Modo grandilocuencia
Altman pisa tanto el acelerador del entusiasmo por la IA que se pasa el circuito y vuelve a la casilla de salida en credibilidad. Una de sus frases casi resulta hiriente. “En el futuro, las vidas de todo el mundo serán mejores que las de cualquiera a día de hoy”. Claro, porque la pobreza, las desigualdades o los conflictos armados se resolverán también con un chorro benévolo de IA.
El discurso es hijo de esa creencia, enarbolada durante los últimos años por las grandes compañías digitales, de que cualquier problema se puede resolver con tecnología. Esta huida hacia delante perpetua del sector la reflejaba muy bien la serie Silicon Valley. Y algunas partes del post de Altman parecen extraídas directamente de sus episodios, que ridiculizan el mundo al que alude en su título.
El CEO de OpenAI se permite describir la historia de la Humanidad en un párrafo, aunque es cierto que reconoce que lo hace a través de una mirada “estrecha”. Su resumen de nuestro paso por la Tierra es que después de miles de años de descubrimientos científicos hemos aprendido a fundir arena (compuesta por silicio, la base del hardware informático), mezclarla con otros materiales y crear chips que dan lugar a sistemas de inteligencia artificial cada vez más capacitados.
Desde luego, Altman está convencido de que se conseguirá la super inteligencia artificial. Se refiere aquí a la IA capaz de superar a un ser humano en todos los ámbitos cognitivos. Esto llegará, según su profecía, en solo “unos pocos de miles de días”, una extraña forma de medir el tiempo. Al hablar de “días” parece que sucederá pronto, pero al acompañarlo de “unos pocos de miles” ya la cosa no está tan clara. Al final es como decir varios años o no decir nada. Y está bien no decir nada, al escudriñar el futuro se hace constantemente. Pero, ¿por qué esa necesidad de enmascararlo con la percepción inmediata del tiempo que connota la palabra “días”?

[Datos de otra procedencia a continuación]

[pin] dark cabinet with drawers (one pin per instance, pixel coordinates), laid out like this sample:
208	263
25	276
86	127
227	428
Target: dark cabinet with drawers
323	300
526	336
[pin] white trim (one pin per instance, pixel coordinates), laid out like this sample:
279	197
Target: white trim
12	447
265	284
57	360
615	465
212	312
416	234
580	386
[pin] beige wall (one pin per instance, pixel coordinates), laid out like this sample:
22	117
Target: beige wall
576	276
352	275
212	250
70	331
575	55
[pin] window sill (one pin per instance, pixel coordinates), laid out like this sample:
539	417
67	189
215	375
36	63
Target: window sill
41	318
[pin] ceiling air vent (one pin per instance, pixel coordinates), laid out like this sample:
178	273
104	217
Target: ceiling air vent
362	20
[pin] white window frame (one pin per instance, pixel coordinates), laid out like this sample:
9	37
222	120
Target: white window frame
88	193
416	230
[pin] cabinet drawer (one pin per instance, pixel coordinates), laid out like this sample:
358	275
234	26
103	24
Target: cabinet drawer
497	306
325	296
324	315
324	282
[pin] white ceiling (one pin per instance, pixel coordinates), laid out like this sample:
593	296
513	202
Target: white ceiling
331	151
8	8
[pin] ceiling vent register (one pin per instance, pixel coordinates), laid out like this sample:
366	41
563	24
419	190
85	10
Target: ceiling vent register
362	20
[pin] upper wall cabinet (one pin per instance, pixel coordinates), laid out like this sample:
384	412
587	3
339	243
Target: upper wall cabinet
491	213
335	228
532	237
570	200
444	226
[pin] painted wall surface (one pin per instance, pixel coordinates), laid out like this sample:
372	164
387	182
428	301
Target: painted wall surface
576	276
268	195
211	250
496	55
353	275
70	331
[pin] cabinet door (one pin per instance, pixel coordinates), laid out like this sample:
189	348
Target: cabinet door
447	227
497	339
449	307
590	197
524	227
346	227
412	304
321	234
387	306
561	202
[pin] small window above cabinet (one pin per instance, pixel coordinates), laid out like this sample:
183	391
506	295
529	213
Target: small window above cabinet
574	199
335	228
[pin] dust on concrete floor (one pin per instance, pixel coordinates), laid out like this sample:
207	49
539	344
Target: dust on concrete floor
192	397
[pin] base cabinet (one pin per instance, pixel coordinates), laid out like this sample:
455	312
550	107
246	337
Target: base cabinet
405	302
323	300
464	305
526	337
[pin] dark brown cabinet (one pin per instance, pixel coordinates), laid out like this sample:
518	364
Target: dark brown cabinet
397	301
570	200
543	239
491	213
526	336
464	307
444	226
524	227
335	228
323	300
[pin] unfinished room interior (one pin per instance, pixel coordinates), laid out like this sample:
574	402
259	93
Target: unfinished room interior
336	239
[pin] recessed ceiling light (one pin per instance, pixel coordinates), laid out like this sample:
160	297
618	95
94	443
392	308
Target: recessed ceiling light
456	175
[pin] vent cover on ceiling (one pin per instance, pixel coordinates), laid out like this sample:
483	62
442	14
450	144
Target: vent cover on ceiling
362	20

No da tiempo a pensar una respuesta porque vienen otros desvaríos. En la carta, Altman habla de conseguir, gracias a la IA, “arreglar el clima” (se le olvida que su tecnología consume enormes cantidades de energía y de agua para funcionar) o “establecer una colonia espacial” (los pioneros de la proto ciencia ficción ya tenían esa fantasía en el siglo XIX).
Y esta persona, que sienta cátedra con esta gracia, es el responsable de la compañía líder en inteligencia artificial. Una tecnología llamada, efectivamente, a transformar muchos sectores enteros y a alterar puestos de trabajo a gran escala. Y no solo eso, también influirá en las formas de aprendizaje, pues ya se nota su impacto en las aulas. Por no hablar de las consecuencias a nivel cognitivo que se producirán en las personas una vez que este tipo de tecnologías se generalicen.
El despliegue de entusiasmo de Altman coincidió con los momentos previos al cierre de la ronda de inversión de 6.600 millones de dólares de OpenAI. Un acontecimiento que no solo proporciona gasolina a la compañía para continuar su expansión, también empujará una reestructuración para dejar de ser una entidad sin ánimo de lucro —así fue fundada— y convertirse en una empresa tradicional. Esperemos que la carta y otros derroches de terrible optimismo solo fueran para animar a los inversores a entrar en la ronda. Si fue así, en fin, objetivo conseguido.